Bio
Tovar’s life, work, and education have been shaped by the intersection of human values and the natural world.
Following an outdoorsy boyhood, he ended up in New York City for two years: an experience that cured him of anti-urban prejudice but did not entice him to stay.
Returning to rural life, he worked as a carpenter. Then, having handled umpteen thousand board-feet of lumber and having burned dozens of cords of firewood, he bought a chain saw and took his ecological values for an enlightening walk in the woods, apprenticing with a forester-logger.
A few years later—having returned to omnivory after a decade as a vegan—Tovar took his dietary ethics for a walk in the woods as well, deer rifle in hand. This strange turn of events led to a short published essay: his first step out of the closet as a hunter.
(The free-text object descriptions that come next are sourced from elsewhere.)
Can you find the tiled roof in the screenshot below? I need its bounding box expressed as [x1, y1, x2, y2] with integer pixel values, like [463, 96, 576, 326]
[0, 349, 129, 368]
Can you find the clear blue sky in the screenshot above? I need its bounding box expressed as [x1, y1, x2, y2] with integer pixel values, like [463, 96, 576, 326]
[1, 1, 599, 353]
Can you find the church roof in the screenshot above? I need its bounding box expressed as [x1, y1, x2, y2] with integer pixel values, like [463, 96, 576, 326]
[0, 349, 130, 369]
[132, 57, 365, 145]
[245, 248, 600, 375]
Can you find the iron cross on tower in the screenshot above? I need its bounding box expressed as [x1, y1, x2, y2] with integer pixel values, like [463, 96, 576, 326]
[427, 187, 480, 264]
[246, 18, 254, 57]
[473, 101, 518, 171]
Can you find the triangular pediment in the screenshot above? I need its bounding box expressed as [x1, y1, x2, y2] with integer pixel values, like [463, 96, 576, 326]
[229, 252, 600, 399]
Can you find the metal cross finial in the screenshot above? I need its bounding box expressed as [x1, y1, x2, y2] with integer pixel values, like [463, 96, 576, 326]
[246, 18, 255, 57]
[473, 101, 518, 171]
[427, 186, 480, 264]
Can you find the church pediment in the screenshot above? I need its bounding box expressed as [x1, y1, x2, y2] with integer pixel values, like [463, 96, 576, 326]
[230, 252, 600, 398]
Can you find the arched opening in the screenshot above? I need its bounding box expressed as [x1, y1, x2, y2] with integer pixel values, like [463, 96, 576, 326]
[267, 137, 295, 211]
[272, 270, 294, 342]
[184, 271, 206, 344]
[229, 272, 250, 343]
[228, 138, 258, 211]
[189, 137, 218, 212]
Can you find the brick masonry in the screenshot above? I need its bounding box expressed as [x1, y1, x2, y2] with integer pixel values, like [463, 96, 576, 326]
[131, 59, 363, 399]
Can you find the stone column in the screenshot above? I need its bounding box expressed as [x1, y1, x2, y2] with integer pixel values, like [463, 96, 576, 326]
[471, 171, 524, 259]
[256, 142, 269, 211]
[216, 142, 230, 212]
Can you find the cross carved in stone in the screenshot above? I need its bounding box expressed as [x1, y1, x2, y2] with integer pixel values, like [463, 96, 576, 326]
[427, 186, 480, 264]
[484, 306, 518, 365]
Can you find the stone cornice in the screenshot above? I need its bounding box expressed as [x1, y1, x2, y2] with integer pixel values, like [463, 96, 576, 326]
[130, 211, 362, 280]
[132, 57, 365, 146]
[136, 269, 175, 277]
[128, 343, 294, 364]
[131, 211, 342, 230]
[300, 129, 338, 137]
His essays and articles have appeared in Outdoor America, Aeon, High Country News, Utne Reader, Northern Woodlands, and many other places. The Mindful Carnivore is his first book.
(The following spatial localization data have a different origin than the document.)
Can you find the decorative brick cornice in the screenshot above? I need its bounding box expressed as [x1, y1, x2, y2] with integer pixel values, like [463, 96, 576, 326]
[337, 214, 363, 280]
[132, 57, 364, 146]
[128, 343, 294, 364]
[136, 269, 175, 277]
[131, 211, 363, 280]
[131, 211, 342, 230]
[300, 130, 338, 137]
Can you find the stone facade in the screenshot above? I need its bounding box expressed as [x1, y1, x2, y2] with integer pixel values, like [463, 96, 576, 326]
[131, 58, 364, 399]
In 2009, Tovar was awarded a graduate school fellowship to study communication at UMass-Amherst, where his MA thesis explored what he dubbed “adult-onset hunting.” His PhD dissertation examined Ojibwe and Euro-American hunting communities’ ways of talking about wolves.
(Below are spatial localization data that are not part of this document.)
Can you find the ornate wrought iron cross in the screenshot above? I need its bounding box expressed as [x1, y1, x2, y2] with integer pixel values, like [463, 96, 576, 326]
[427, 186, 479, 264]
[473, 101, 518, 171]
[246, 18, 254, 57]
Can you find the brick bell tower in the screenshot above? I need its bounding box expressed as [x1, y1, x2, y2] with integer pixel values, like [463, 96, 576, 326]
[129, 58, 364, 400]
He has consulted, spoken, and led seminars for dozens of wildlife agencies, nonprofit organizations, and academic institutions, and has been interviewed by diverse media, from NRA News to Sierra Club Radio, Gaiam TV, Swedish TV, BBC, CBC, and NPR.
Tovar was a founding board member of the New England Chapter of Backcountry Hunters & Anglers and was honored to be an Aldo and Estella Leopold Resident for 2015.
He is a member of the D.J. Case & Associates team.
Tovar lives in Vermont with his wife Catherine and an eclectic mix of cookbooks.